Summary: 4th in Series about Advent/Christmas Series on Christmas gifts
What is the spiritual significance of Joseph and Mary traveling though "Galilee"? In Galilee stands the Sea of Galilee. Jesus crossed the Sea of Galilee six times during His walk as the Son of God. (Unger’s Bible Dictionary, map). In the same manner He turned the water of the six water pots of stone into wine at a joyous occasion—a wedding. At the wedding each stone pot was filled with the natural life-sustaining water, but when Jesus came, He turned all that water into the Life giving wine of His Spirit. He showed at the wedding feast, that there would be a day, when all those consumed in death would be animated with the wine of His Life.
Over and over again, Jesus made an open show that death was coming to an end in the presence of the Son as He sailed back and forth across the sea of humanity performing miracles upon it and all along its coasts.
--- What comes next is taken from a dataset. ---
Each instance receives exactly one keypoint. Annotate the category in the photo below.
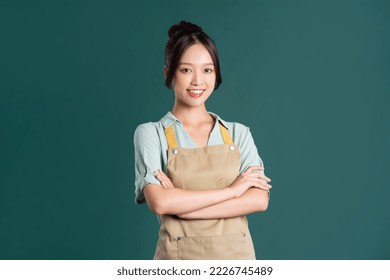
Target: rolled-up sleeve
(147, 152)
(249, 153)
In that region He healed the sick and lame, cast out demons, walked over boisterous waves, and raised the dead.
It was during one of those trips with His disciples, "...there arose a great storm of wind, and the waves beat into the ship, so that it was now full. And he arose, and rebuked the wind, and said unto the sea, Peace, be still. And the wind ceased, and there was a great calm" (Mark 4:37,39).
There are times of darkness when we also embark with Jesus across this foreboding sea of humanity’s course in life, the circuit we ride. It is common for troubling storms to blow without a moments notice. The deluge of waves pound relentlessly upon our breaking ship. In the midst of its fury, it looks as if all will be lost; and with Jesus asleep in the back of the ship, we may think that He isn’t even concerned about it.
But like those of little faith that night, we forget that He always accomplishes what His Father sends Him to do. If He is sent to cross over the circuit to the other side, He will cross over and will lose no one who travels with Him. In the course, as it was that dark night of death’s storm, Jesus arises, rebukes the wind, says to the sea, "Peace, be still," the wind ceases, and there is a great calm -- all is calm (Mark 4:39). All is still. Silent Night, Holy Night.
When The Voice of the Son of God is heard, it is always obeyed. When the Spirit moved and God said, "Let there be light..." there was light. When the Spirit moved and God said, "Let the waters bring forth..." the waters brought forth. And when the Spirit moved and God said, "Let the earth bring forth..." the earth obeyed and brought forth the energy of life.
Then they had to travel through Samaria.
The New Testament mentions Samaria in Luke chapter 17:11-20, in the miraculous healing of the ten lepers, which took place on the border of Samaria and Galilee. John 4:1-26 records Jesus’ encounter at Jacob’s well with the woman of Sychar, in which He declares Himself to be the Messiah. In Acts 8:5-14, it is recorded that Philip went down to the city of Samaria and preached there.
In Jesus’ time, his people had little to do with the people who lived in Samaria. The Jewish people painted the Samaritans as mongrels or half-breeds due to intermarriage with non-Israelite groups after the Assyrian invasion of 722-721 BCE. Their priesthood and sanctuary were judged illegitimate, and their text of the Scripture was considered as corrupt. The Samaritans returned the fury with interest.